Making your home more accessible for handicapped aids like wheelchairs is a must for many of people with either disabilities or for the elderly. Typically the first step to make in a lack of mobility situation is to install a wheelchair ramp. Having a ramp installed on your home will improve a person’s life tremendously by entering and exiting the house freely and independently with little to no help from other members of the family.

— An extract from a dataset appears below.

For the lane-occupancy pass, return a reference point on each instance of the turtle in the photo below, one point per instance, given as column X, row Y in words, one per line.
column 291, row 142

There are many options for installing or building a wheelchair ramp that can be quite easy to accomplish and have a few options to consider. One choice you can decide on is to take the route of DIY and have the family join together for a weekend project or option #2 is to hire a professional to install one for you. No matter your choice of individual you decide to complete the job, there are some key elements to building and designing the ideal wheelchair ramp for you.
Choosing a ramp
that’s right for you
Each accessibility ramp is unique and choosing one that is the right fit for your needs is most important. There are many factors to consider when finding the perfect wheelchair ramp for your home. First question to ask your self is; what type of mobile aid(s) will the person use? Also, there is a chance that the mobile aid that the person is currently using could evolve and change over time. Maybe they currently use a cane or walker but as the years go on, a person may need to switch to a wheelchair as they continue to age.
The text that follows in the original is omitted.